La Malaisie n’est pas la seule à être confrontée à l’exploitation, à l’extorsion et aux mauvais traitements des travailleurs migrants faiblement rémunérés, y compris les employés de maison étrangers. J’appelle le Gouvernement à garantir l’égalité d’accès à la justice, y compris par le biais d’une aide juridique gratuite, pour tous les migrants, avec ou sans papiers.

Il est important que le Gouvernement adopte un système global de protection renforçant le statut juridique des réfugiés et leur permettant d’accéder à un emploi, à l’éducation formelle, à la santé et à d’autres services essentiels.

Je demande également au Gouvernement de rétablir l’accès des organes de contrôle nationaux et du HCR aux lieux de détention. Plusieurs interlocuteurs m’ont fait part de témoignages inquiétants sur les conditions difficiles et les mauvais traitements dans les centres de détention, témoignages qui doivent faire l’objet d’une enquête.

Il est important d’endiguer les campagnes de désinformation et les discours de haine contre les migrants et les réfugiés. Les multiples contributions des migrants à la société doivent être validées, honorées et appréciées. Selon une étude commandée par le HCDH, une nette majorité de Malaisiens reconnaît les avantages que l’immigration apporte à l’économie nationale et à la société. Quelque 63 % des personnes interrogées ont reconnu que nos communautés sont plus fortes lorsque nous soutenons tout le monde, et plus de la moitié ont déclaré que nous devrions aider les autres, quels qu’ils soient et d’où qu’ils viennent.

Les mouvements anti-droits, y compris ceux qui instrumentalisent les croyances religieuses pour inciter à la haine et à l’intolérance, continuent de proliférer dans de nombreuses parties du monde, en ligne comme hors ligne.
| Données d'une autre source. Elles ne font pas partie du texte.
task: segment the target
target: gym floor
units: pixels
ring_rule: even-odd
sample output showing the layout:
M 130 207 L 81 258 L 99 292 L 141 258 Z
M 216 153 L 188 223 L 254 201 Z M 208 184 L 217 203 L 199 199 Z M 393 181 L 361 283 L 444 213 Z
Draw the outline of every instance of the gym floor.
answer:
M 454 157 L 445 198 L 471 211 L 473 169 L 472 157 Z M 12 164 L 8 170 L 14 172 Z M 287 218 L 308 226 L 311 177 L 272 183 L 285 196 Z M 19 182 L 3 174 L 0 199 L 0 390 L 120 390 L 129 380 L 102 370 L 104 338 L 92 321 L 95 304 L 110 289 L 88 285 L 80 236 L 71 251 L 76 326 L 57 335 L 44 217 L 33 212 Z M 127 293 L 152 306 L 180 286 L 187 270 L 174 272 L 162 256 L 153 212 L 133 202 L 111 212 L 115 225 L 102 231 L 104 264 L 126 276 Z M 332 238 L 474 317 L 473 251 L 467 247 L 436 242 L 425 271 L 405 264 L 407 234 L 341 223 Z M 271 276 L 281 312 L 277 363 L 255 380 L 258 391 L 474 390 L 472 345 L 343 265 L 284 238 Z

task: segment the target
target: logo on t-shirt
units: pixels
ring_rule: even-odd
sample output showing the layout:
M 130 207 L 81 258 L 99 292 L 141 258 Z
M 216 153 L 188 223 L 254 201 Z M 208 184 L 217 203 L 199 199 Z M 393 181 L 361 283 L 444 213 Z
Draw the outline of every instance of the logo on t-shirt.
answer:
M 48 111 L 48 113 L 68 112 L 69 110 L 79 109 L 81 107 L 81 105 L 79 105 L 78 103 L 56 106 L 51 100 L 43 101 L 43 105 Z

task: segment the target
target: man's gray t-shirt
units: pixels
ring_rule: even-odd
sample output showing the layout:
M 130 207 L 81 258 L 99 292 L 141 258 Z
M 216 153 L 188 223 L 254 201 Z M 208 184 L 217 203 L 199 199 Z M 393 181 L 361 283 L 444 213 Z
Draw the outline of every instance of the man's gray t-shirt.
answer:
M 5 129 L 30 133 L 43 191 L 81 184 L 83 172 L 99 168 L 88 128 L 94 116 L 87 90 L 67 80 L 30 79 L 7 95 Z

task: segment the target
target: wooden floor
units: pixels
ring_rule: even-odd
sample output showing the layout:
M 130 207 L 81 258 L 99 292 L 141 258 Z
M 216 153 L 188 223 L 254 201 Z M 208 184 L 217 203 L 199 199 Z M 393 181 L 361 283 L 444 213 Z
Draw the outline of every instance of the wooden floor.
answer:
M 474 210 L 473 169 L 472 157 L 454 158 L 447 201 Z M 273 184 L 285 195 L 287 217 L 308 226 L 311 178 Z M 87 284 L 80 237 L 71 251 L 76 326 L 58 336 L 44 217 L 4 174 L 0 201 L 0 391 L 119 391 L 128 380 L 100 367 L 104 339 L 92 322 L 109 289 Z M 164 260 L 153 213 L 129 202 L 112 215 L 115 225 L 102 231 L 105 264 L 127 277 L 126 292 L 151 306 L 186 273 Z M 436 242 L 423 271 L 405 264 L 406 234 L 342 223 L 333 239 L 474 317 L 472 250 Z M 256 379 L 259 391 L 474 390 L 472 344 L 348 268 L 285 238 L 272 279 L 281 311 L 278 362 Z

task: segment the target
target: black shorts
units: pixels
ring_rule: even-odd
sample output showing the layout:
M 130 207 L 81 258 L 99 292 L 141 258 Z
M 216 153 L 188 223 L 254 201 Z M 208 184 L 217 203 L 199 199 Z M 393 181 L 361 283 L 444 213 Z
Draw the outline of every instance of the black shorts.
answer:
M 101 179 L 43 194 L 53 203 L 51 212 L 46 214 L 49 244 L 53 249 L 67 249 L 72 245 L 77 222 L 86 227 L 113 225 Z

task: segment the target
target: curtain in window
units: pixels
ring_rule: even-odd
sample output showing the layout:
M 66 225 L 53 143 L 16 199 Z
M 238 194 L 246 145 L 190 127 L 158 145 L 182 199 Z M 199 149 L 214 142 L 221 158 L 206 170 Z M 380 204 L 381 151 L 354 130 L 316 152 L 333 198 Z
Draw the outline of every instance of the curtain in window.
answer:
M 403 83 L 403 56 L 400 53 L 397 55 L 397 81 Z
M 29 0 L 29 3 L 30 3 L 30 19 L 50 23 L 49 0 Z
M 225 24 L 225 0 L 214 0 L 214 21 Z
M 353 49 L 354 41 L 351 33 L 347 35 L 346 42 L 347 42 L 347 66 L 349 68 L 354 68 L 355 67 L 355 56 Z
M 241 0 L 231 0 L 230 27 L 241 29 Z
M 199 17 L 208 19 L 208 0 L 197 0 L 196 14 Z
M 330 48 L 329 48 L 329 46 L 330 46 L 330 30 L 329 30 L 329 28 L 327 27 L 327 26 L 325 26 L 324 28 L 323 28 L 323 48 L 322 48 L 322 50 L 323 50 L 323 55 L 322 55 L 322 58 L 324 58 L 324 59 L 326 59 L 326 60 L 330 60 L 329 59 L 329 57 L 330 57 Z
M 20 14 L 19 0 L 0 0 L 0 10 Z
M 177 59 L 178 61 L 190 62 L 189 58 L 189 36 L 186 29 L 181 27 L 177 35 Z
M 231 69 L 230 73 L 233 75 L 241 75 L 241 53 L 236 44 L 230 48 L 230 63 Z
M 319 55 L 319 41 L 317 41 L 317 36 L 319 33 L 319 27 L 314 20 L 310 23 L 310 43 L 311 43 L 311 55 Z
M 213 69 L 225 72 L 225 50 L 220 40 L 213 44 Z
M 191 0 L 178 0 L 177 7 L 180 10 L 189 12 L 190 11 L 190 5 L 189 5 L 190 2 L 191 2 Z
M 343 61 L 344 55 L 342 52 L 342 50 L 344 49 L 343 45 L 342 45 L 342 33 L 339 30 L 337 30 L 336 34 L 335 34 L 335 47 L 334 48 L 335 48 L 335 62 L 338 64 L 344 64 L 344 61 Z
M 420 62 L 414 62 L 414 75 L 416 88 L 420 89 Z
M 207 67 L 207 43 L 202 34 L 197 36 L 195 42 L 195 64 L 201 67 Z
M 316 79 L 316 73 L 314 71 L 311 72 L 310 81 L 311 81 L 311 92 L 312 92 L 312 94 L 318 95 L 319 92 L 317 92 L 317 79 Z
J’exhorte la population malaisienne à résister à de telles provocations à la haine et à se montrer ferme dans la préservation de la riche diversité de ce pays et de sa tradition d’inclusion et de chaleur humaine.

Alors que la Malaisie progresse sur la voie du développement économique, j’ai entendu distinctement, de la part de nombreuses personnes avec lesquelles je me suis entretenu au cours de ma visite, le désir de veiller à ce que ces progrès soient fondés sur les droits humains, et de maintenir les ambitions en matière de droits humains à un niveau élevé et à un champ d’application large.

Grâce à une société civile déjà dynamique, un système judiciaire solide et une institution nationale des droits humains bien établie, je suis convaincu que la Malaisie maintiendra ses grandes ambitions en matière de droits humains. Le HCDH, notamment par sa présence régionale en Asie du Sud-Est, reste prêt à apporter son soutien.

Terima kasih, merci.

* Volker Türk était en poste en Malaisie de 2004 à 2008 en tant que Représentant du Haut-Commissariat des Nations Unies pour les réfugiés.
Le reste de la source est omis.